DATA Step, Macro, Functions and more

How do I merge two databases based on an imprecise character variable that includes numbers?

Reply
Contributor
Posts: 51

How do I merge two databases based on an imprecise character variable that includes numbers?

Hi,

 

I am working in SAS 9.3, trying to categorize a large list of medications based on the type of medication (aka indication for taking the medication). I have two databases, one which is a list of medications, and the other which lists the medications AND their indication. The only problem is that the names of the medications are not necessarily identical across both databases.

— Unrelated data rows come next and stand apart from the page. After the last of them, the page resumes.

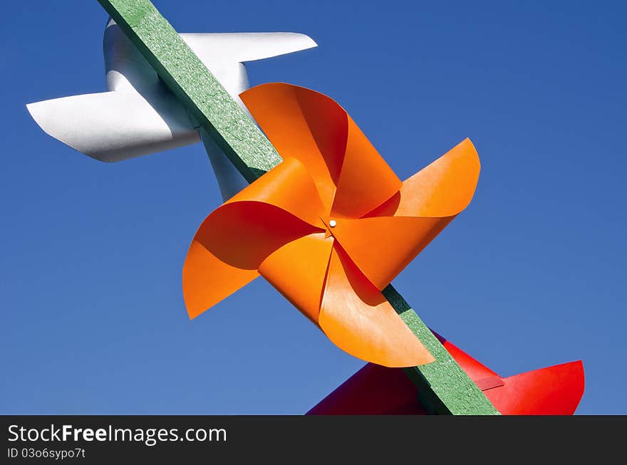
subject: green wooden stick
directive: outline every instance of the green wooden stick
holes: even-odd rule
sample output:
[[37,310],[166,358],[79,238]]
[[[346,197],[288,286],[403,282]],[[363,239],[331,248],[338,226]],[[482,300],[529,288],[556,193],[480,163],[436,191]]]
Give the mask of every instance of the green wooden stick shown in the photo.
[[[98,1],[249,182],[281,162],[267,138],[149,0]],[[394,288],[383,294],[436,358],[405,370],[428,411],[499,414]]]

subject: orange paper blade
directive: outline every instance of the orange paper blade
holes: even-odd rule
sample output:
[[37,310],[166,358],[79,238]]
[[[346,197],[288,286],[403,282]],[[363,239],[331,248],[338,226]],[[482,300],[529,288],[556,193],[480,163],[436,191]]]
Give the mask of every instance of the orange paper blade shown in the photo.
[[263,84],[240,97],[284,159],[301,161],[328,211],[361,216],[401,186],[348,113],[326,95],[296,85]]
[[333,247],[318,322],[343,350],[387,367],[410,367],[435,359],[380,292],[346,253]]
[[332,233],[361,272],[383,290],[452,218],[338,219]]
[[316,325],[333,242],[324,233],[310,234],[285,244],[259,266],[261,275]]
[[183,298],[190,318],[259,276],[256,270],[231,266],[193,241],[183,265]]
[[394,195],[402,183],[353,119],[348,118],[346,153],[331,214],[359,218]]
[[480,169],[475,146],[465,139],[406,179],[398,194],[366,216],[457,215],[470,203]]
[[281,156],[305,165],[329,211],[346,151],[346,113],[326,95],[280,83],[239,96]]
[[244,202],[263,202],[291,214],[312,226],[323,229],[324,207],[306,167],[294,158],[283,161],[224,205]]

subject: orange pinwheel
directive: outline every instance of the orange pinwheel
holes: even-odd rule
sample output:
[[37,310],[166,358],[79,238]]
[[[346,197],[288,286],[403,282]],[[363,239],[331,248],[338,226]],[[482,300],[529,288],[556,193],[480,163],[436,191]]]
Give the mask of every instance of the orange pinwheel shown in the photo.
[[472,144],[402,182],[330,98],[282,83],[241,97],[284,161],[199,228],[183,266],[190,318],[261,275],[349,354],[432,362],[381,290],[470,202]]

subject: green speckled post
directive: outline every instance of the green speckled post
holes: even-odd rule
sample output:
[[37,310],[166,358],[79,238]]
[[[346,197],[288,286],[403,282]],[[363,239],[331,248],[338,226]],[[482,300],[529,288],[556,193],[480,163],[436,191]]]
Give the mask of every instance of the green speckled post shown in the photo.
[[[98,0],[249,182],[281,162],[263,133],[149,0]],[[499,414],[392,287],[383,294],[436,358],[405,370],[430,413]]]
[[390,284],[383,295],[435,361],[405,368],[416,385],[418,399],[429,413],[453,415],[498,415],[499,412],[468,377],[431,330]]
[[247,181],[281,162],[270,142],[149,0],[98,0]]

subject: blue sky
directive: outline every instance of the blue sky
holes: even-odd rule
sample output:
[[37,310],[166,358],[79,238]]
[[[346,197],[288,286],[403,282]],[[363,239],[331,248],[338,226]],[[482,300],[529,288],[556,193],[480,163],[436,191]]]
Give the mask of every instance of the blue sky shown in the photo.
[[[25,104],[104,90],[95,0],[9,2],[0,30],[2,413],[300,414],[363,365],[256,280],[190,321],[189,243],[220,204],[190,146],[105,164]],[[402,179],[466,137],[470,206],[395,281],[504,376],[583,359],[578,413],[627,414],[624,2],[155,0],[182,32],[304,32],[250,63],[312,88]]]

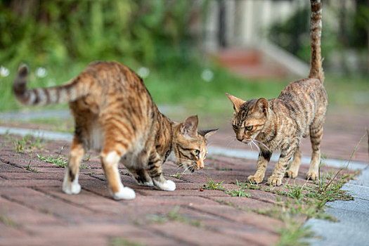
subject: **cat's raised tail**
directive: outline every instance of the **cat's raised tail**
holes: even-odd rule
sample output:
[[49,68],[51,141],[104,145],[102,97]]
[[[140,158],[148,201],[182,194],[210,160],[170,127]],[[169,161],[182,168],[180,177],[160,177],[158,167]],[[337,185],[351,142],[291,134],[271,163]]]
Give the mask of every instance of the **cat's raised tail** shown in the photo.
[[321,51],[322,4],[321,0],[310,0],[310,4],[311,4],[311,20],[310,22],[311,60],[309,77],[318,79],[323,83],[324,82],[324,72],[323,72],[323,60]]
[[77,77],[67,84],[48,88],[27,89],[28,67],[20,66],[13,84],[13,91],[17,100],[25,105],[48,105],[75,101],[89,93],[84,83],[79,83]]

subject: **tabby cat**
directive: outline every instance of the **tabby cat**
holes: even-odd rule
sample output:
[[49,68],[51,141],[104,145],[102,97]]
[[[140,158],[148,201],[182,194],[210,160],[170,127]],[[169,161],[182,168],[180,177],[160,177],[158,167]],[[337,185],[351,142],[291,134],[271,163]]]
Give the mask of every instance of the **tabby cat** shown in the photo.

See below for sample data (please note: the databases are not comprehensive, since I am just showing sections of data). In one database, the medication is titled "Script_Name" and in the other database the medication is titled "Generic_Name"). I want to match based on Script_Name and Generic_Name, so that I ultimately get a database that has all three variables "Common_use", "Generic_name", and "Script_Name" where Generic_name and Script_Name are basically the same thing and Common_use is properly applied to each Script_Name value. For example, where Generic_name="Lidocaine 1%/Epi 1:100000", I would want to match it with Script_Name="Lidocaine". Similarly, where Generic_name="Methyl Salicylate/Menthol", I would want to match it to Script_Name="Methyl Salicylate".

 

I think there is a way to do this using the SUBSTR function, but I could use some help working out the details. Some options would be to truncate the Script_Name and/or Generic_Name variables at the first number (1-9) or potentially even the first space or slash (although that might leave more room for error). 

 

Thank you!

 

Obs Common_use Generic_name

1 Analgesia; muscle relaxant Acetaminophen

2 Analgesia; muscle relaxant Aspirin

3 Analgesia; muscle relaxant Baclofen

4 Analgesia; muscle relaxant Cyclobenzaprine

5 Analgesia; muscle relaxant Diflunisal

6 Analgesia; muscle relaxant Ibuprofen

7 Analgesia; muscle relaxant Indomethacin

8 Analgesia; muscle relaxant Indomethacin SR

9 Analgesia; muscle relaxant Ketorolac

10 Analgesia; muscle relaxant Lidocaine 1%

11 Analgesia; muscle relaxant Lidocaine 1%/Epi 1:100000

12 Analgesia; muscle relaxant Lidocaine 2% Syr

13 Analgesia; muscle relaxant Methyl Salicylate/Menthol

14 Analgesia; muscle relaxant Naproxen

15 Analgesia; muscle relaxant Piroxicam

16 Antihistamine Chlorpheniramine Maleate

17 Antihistamine Diphenhydramine

18 Antihistamine loratadine

19 Antimicrobial Acyclovir

20 Antimicrobial Amoxicillin

21 Antimicrobial Amoxycillin/clavulanate

22 Antimicrobial Ampicillin

23 Antimicrobial Ampicillin Sodium/Sulbactam Sodium 24 Antimicrobial Atovaquone

25 Antimicrobial Azithromycin

26 Antimicrobial Cefazolin

27 Antimicrobial Ceftazidime Pentahydrate

28 Antimicrobial Ceftriaxone

29 Antimicrobial Cephalexin

30 Antimicrobial Ciprofloxacin

31 Antimicrobial Clarithromycin

32 Antimicrobial Clindamycin

33 Antimicrobial Clotrimazole

34 Antimicrobial Dapsone

35 Antimicrobial Dicloxacillin

36 Antimicrobial Doxycycline

37 Antimicrobial Erythromycin Base

38 Antimicrobial Erythromycin Base/Ethanol

39 Antimicrobial Erythromycin lactobionate

40 Antimicrobial Ethambutol

 

 

Obs Script_Name

1 TRAZODONE

2 TRAZODONE

3 INSULIN NPH HUMAN 10ML

4 RITONAVIR

5 ATAZANAVIR

6 EMTRICITABINE/TENOFOVIR

7 SULF/TRIMETH DS

8 IBUPROFEN

9 CLOTRIMAZOLE 1% CREAM

10 CLOTRIMAZOLE 1% CREAM

11 INSULIN NPH HUMAN 10ML

12 INSULIN NPH HUMAN 10ML

13 INSULIN NPH HUMAN 10ML

14 LISINOPRIL

15 TRAZODONE

16 IBUPROFEN

17 GLYBURIDE

18 LISINOPRIL

19 INSULIN NPH HUMAN 10ML

20 ASPIRIN

21 UREA

20 CREAM

22 GLYBURIDE

23 TRAZODONE

24 CLOTRIMAZOLE 1% CREAM

25 INSULIN NPH HUMAN 10ML

26 TRAZODONE

27 MULTIVITAMINS

28 RITONAVIR

29 ATAZANAVIR

30 EMTRICITABINE/TENOFOVIR

31 GLYBURIDE 32 LISINOPRIL

33 ASPIRIN

34 IBUPROFEN

35 INSULIN NPH HUMAN 10ML

36 IBUPROFEN

37 AMLODIPINE

38 HYDROCHLOROTHIAZIDE

39 ATENOLOL

40 LISINOPRIL

Super User
Posts: 11,343

Re: How do I merge two databases based on an imprecise character variable that includes numbers?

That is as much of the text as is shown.